The course material is presented in a series of in-person lectures which usually include hands-on components to do while you're in-lecture, and a weekly Lab.
There are no required books or extra fees associated with this course, though you are required to bring a functioning laptop (Win10, macOS, or Linux) to each lecture and lab.
There are both Homework assignments and Labs in this class. The Homework assignments will have you writing up short answers, a few paragraphs, a few command lines, drawing a couple diagrams, and submitting some screenshots. I recommend you use Word or some other editor to produce the assignment, or just do it all by hand and scan it. Turning these in will be accomplished by converting what you produce into .pdf files, then submitting them to Canvas.

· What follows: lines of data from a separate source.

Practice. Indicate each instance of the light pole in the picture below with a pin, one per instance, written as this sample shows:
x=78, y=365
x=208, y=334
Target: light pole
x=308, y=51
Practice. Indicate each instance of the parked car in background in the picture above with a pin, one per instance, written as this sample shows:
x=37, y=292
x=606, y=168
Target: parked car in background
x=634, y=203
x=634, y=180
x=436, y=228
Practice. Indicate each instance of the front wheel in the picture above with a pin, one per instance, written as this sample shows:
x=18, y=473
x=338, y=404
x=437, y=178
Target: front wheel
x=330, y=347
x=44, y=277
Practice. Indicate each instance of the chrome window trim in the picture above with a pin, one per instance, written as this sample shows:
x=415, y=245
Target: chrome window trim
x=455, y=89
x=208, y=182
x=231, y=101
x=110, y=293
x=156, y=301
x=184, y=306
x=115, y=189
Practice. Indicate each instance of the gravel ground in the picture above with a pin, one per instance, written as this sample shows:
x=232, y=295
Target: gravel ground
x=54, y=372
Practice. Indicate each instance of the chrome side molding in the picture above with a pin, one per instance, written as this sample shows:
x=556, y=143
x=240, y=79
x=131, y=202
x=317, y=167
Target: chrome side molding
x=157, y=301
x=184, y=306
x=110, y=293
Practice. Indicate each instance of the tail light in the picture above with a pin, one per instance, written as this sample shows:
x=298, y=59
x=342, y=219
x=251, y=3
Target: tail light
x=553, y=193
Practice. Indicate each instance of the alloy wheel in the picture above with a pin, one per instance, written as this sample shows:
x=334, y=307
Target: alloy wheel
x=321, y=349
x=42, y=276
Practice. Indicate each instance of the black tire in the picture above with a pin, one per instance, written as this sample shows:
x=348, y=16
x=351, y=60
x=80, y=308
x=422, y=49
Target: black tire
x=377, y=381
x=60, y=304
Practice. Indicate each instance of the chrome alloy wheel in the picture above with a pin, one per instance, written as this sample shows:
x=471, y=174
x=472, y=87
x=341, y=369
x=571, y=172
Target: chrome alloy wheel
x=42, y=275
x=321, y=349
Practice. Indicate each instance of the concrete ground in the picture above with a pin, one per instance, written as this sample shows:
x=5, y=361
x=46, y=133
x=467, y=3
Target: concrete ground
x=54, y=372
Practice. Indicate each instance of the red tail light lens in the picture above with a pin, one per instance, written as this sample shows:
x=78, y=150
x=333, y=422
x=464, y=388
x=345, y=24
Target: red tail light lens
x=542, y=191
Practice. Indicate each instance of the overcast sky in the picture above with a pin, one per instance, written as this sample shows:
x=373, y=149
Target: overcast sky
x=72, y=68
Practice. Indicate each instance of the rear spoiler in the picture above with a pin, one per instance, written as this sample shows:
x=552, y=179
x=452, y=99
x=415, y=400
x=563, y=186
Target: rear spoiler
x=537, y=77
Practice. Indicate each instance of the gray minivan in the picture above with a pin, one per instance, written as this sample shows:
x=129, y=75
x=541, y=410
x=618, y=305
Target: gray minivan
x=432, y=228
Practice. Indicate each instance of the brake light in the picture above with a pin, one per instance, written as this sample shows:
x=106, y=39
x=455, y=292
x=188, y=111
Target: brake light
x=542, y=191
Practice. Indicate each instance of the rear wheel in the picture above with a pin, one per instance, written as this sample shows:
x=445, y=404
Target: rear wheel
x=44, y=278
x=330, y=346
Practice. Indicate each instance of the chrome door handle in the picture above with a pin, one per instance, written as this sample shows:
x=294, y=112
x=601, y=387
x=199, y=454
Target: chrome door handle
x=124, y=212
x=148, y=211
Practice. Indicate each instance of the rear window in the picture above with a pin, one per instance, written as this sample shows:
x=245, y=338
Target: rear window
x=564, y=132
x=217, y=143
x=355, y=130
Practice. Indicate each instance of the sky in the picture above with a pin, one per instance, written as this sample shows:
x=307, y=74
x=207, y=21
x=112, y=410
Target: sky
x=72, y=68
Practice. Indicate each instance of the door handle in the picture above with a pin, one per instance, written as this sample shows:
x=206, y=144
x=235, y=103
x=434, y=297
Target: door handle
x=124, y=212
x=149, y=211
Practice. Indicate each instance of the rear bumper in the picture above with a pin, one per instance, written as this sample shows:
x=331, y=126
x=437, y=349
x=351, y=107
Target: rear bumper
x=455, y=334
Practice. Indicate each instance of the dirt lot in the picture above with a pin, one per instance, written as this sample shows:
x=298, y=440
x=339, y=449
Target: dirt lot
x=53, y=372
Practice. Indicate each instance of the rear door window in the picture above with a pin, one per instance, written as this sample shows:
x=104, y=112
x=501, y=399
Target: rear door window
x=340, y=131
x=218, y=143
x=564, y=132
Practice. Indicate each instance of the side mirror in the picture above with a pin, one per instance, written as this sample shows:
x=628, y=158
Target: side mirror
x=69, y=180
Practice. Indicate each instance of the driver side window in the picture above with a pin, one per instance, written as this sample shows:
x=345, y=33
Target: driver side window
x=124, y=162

When you submit the programming assignments to Canvas, don't be alarmed that Canvas renames the files. This is just normal Canvas behavior. We have to rename them anyway, so don't worry about it.
I highly recommend that you read the Homework assignment for each week when it becomes available. Start the assignments immediately - they are not particuarly challenging, but you'll want to have them in mind as you attend class and the labs. When submitting assignments, please be aware that neither the Instructor nor the TA(s) are alerted to comments added to the text boxes in Canvas that are alongside your assignment submissions, and they may not be seen. No notifications (email or otherwise) are sent out when these comments are added, so we aren't aware that you have added content! If you need to make a meta-comment about a submission, please include it in the file you submit itself, or email the person directly who will be grading it (see the Home Page for grading responsibilities).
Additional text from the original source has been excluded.